PERANG merupakan strategi utama Amerika Serikat. Tujuannya adalah untuk menaklukkan pasar dan mengukuhkan dominasi geopolitiknya. Ini wajar, mengingat segala sumber daya yang dibutuhkan oleh Amerika Serikat berada di negara lain. Misalnya, untuk memenuhi kebutuhan ekonomi dalam negerinya, Amerika Serikat butuh minyak. Karenanya, strategi memporak-porandakan Suria (Timur Tengah) dan Venezuela (Amerika Latin) menjadi satu-satunya jalan guna mengusai sumber daya minyak di kedua negara tersebut. Agar terwujud, maka dibutuhkanlah perang beserta perlengkapan pendukungnya. Menurut data yang ada, terdapat 6 armada angkatan laut dan 725 pangkalan militer dengan 300.000 tentara Amerika Serikat yang tersebar di seluruh dunia.  

Penggunaan perang dan destabilisasi internasional sebagai alat utama strategi politik selalu menjadi elemen konstan bagi pemerintahan Amerika Serikat.  Guna melancarkan rencana tersebut, Presiden Donald Trump meningkatkan anggaran pertahanan sebanyak 5,6% pada tahun 2019. Namun strategi ini terbukti gagal saat menghadapi kemajuan dan perkembangan yang dilakukan oleh Cina dan Rusia.

Manuver militer di jantung Eropa dan kebijakan provokatifnya terhadap Rusia, aktivasi armada di Karibia (Amerika Latin) dan mendukung kudeta di negara-negara di Amerika Latin, melanggar perjanjian untuk pelucutan nuklir Iran dan Korea Utara, pembunuhan terhadap salah satu Jenderal militer Iran di Irak, campur tangan di Laut Cina, semua itu menjadi salah satu contoh kebijakan luar negeri Amerika Serikat.

Setelah kemenangan Amerika Serikat di Bolivia, Ekuador, Brasil dan Uruguay (negara-negara berideologi sosialisme), ternyata tidak berakhir dengan hasil yang bagus. Dinamika politik yang tidak diduga-duga, justru terjadi di Meksiko dan Argentina. Di kedua negara tersebut, kekuatan politiknya justru berbelok ke KIRI (sosialisme).  Di sisi yang lain, negara-negara yang menjadi musuh bebuyutan Amerika Serikat seperti Venezuela, Kuba dan Nikaragua tetap tidak tergoyahkan dan tetap menjadi duri internasional bagi negara Adidaya tersebut. Amerika Serikat juga harus mengalami “gagal panen” atas perang di Suriah  serta Irak dan Afghanistan. 
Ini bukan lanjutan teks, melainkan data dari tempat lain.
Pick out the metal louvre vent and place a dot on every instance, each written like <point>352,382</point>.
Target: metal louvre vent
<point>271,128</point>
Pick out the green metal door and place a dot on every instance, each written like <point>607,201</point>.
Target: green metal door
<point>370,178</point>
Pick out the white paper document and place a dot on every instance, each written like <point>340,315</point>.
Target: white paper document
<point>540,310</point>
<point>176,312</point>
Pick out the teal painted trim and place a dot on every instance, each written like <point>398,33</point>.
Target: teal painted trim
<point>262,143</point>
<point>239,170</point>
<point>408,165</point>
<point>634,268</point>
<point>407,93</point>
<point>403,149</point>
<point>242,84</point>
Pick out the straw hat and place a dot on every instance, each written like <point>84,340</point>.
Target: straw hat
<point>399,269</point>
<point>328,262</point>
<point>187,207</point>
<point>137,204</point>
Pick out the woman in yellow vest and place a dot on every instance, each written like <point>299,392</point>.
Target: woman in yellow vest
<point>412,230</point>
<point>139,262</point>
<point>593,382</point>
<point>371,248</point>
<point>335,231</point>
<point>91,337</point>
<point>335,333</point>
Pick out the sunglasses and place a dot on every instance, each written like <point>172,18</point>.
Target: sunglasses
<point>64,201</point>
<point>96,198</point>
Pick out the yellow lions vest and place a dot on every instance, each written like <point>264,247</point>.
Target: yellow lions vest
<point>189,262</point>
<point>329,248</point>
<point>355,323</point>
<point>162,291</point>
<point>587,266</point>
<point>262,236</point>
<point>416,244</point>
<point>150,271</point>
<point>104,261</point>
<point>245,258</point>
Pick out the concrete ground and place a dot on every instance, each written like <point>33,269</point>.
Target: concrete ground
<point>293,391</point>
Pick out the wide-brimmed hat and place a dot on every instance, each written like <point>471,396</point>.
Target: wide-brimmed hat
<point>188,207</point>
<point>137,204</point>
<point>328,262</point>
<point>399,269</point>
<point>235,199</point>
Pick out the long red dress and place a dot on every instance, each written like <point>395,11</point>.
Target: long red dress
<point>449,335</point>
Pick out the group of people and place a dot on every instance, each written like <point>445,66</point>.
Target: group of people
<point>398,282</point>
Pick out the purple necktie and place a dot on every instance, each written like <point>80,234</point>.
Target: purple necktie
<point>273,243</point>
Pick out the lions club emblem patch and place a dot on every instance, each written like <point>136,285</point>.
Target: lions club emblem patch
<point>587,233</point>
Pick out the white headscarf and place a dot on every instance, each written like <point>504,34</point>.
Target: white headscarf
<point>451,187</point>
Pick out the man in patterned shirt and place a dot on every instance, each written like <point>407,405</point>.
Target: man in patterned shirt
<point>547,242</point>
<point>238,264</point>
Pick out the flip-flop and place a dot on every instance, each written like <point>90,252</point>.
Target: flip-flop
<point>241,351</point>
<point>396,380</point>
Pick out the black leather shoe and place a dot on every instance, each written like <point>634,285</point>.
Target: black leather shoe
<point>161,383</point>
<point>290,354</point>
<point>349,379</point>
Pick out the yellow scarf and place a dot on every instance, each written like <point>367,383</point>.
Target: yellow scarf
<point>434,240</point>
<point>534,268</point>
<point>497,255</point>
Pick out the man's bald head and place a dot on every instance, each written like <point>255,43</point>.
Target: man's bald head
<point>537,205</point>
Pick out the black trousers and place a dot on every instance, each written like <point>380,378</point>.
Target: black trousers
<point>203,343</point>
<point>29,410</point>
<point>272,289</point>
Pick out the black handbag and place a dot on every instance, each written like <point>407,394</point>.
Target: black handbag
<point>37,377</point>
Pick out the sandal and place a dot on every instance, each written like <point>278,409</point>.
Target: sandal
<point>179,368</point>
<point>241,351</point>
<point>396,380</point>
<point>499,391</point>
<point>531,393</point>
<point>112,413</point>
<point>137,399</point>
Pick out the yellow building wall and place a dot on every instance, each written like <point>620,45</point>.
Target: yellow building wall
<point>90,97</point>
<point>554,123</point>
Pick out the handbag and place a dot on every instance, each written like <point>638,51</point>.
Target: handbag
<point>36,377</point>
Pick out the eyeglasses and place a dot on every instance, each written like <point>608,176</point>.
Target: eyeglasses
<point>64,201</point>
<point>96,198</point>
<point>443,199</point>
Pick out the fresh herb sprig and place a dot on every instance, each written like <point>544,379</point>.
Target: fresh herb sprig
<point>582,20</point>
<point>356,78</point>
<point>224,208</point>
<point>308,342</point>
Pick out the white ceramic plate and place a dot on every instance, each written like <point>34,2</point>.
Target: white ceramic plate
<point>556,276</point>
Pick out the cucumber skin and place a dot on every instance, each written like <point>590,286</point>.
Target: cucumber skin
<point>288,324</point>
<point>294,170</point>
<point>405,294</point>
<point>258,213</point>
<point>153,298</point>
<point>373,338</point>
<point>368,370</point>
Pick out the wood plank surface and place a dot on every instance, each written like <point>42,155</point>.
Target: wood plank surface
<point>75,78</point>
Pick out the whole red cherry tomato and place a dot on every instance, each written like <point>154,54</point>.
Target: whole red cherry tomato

Secara historis, Amerika Serikat mengalami kejayaan pasca Perang Dingin yang ditandai dengan hancurnya Uni Soviet tahun 1990-an. Di tengah-tengah euphoria dan arogansinya Amerika Serikat tersebut, ternyata Rusia sebagai penerus Uni Soviet melakukan aliansi strategis dengan Cina dalam menghadapi Amerika Serikat. 

Jadi, tantangan utama Amerika Serikat adalah berhadapan dengan Beijing dan Moskow. Amerika Serikat melihat Cina sebagai kekuatan ekonomi baru yang tidak akan bisa ditandingi, sedangkan dalam hal Rusia, dinilai sebagai kekuatan militer yang mematikan. Ketidakberdayaan Amerika Serikat semakin terlihat dengan pengembangan teknologi mutakhir Cina terkait dengan teknologi 5G. Apa yang dilakukan Amerika Serikat terhadap Hong Kong dan Uighur, tetap tak mampu menggoyahkan posisi Cina. Sebaliknya, dalam beberapa bulan terakhir ini, pengaruh Amerika Serikat di dunia internasional semakin merosot berkaitan dengan menonjolnya “aksi solidaritas internasional” melawan wabah virus corona yang dilakukan oleh Cina, Cuba, Rusia, Venezuela, dan Vietnam. 

Mantan Presiden Amerika Serikat, Jimmy Carter dalam percakapan baru-baru ini dengan Donald Trump mengatakan bahwa keunggulan teknologi dan ekonomi yang dimiliki oleh China karena negara Tirai Bambu ini tidak pernah terlibat dalam perang, sedangkan Amerika Serikat sudah menghabiskan anggaran lebih dari $ 30.000 miliar guna mendukung ambisi perangnya. Bukan kebetulan bahwa Cina sekarang adalah negara kedua di dunia untuk investasi pertahanan, dengan peningkatan sebesar 5,1% dibandingkan tahun 2018.

Di sisi yang lain, Rusia telah mendapatkan kembali identitas politiknya, kekuatan industri dan, terutama, pertumbuhan ekonominya.  Peningkatan stabilitas politik dan perkembangan ekonomi dalam negeri yang semakin kuat telah mendukung kembalinya Rusia ke dimensi militer tingkat tinggi.  

Aliansi antara dua raksasa Eurasia (Rusia dan Cina) adalah mimpi terburuk bagi Amerika Serikat. Dan, semakin buruk lagi jika Cina dengan Rusia dan negara-negara BRICS (Brasil, Rusia, India, Cina dan Afrika Selatan) bergabung (dan bahkan beberapa negara Eropa) dalam proyek untuk memperkuat bank investasi internasional yang baru dengan mengoperasionalkan mata uang Cina (yuan), maka kemerosotan Amerika Serikat tidak akan lagi bisa dibendung. Mata uang dolar tidak lagi menjadi mata uang tunggal dalam perdagangan internasional. Dan, jika ini terjadi, maka kiamat jugalah perjanjian Bretton Woods (IMF, Bank Dunia).

Catatan:
Diolah dari berbagai sumber
---

Tidak ada komentar:

Posting Komentar

PEMBUNUHAN DAN MUTILASI WARGA SIPIL PAPUA

Pembunuhan Dan Mutilasi 4 Warga Sipil  Pembunuhan dan Mutilasi  4 Warga Sipil di Timika adalah kejahatan kemanusiaan, segera tangkap dan Adi...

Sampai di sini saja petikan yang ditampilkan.